Okorafor played a key role in H-F capturing the girls tennis program’s only state championship in 1989 and was also a state qualifier in track during her career with the Vikings.

During her long, grueling rehabilitation when Okorafor was forced to learn how to walk again, she found a way to transfer her frustrations.

“When this happened, it forced me to slow down,” Okorafor said. “I had always been an athlete full of energy leaping over this or that. When my paralysis happened, it forced me to stop and be in the same place for long periods of time during my recovery.
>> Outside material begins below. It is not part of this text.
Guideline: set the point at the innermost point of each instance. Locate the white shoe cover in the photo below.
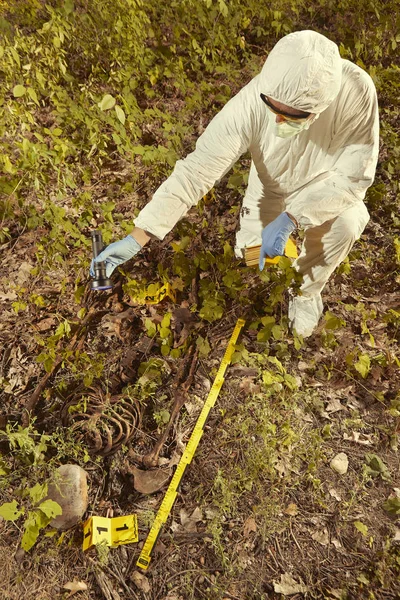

"It allowed my mind to expand, and I started exploring the world within. I always loved reading. When I wasn’t on the tennis court or playing a sport, I was in the library reading books. When I was stuck in the hospital, there was nothing else I could do but write, so that’s what I did. When I returned to (Illinois), I took a creative writing class and stuck with it.”

Starting over is never easy

That writing class was the beginning of a remarkable new journey.

“I’m a natural athlete,” said Okorafor, who holds a PhD in English and is a professor of creative writing at Chicago State University. “I need to compete, that’s always going to be there. When I couldn’t play sports any more, I needed a way to channel my competitiveness. I realized when I sit down and write stories, it gives me the same rush I had when I was an athlete.”

Okorafor used many of the same traits that she parlayed into being a standout athlete in her writing.

“It takes a lot of stamina and discipline to sit down and write, just like playing sports,” Okorafor said. “The lessons I learned of sticking with it even if you have failures and the whole grueling process of writing and editing is directly related to what I learned in athletics.”

Okorafor was born in the United State to Igbo Nigerian parents and has visited Nigeria often in her lifetime. Her novels and stories reflect both her West African heritage and her American life.

Her first novel, Zahrah the Windseeker, was published in 2005 and was the winner of the Wole Soyinka Prize for Literature.

“My granddaughter has some of her books,” said Okorafor’s high school tennis coach, Jim Trudeau. “She went through a lot, and I’m happy for her. I have to hand it to her for all she did. She was a very tough competitor, just like her two sisters (Ifeoma and Ngozi), and she always had very good mental qualities.”

Okorafor has earned numerous honors for many of her novels or short stories.

“Winning awards never crossed my mind,” Okorafor said. “When I started writing, it was just something I loved doing. For many years, I just wrote stories and novels. I wrote many, many pages, but I never thought about having them published until someone suggested it to me. I never expected to win awards, and I’m glad I didn’t because it would’ve been nerve-racking. I don’t know if I would’ve written half of what I did if I had that kind of pressure. It’s a great honor.”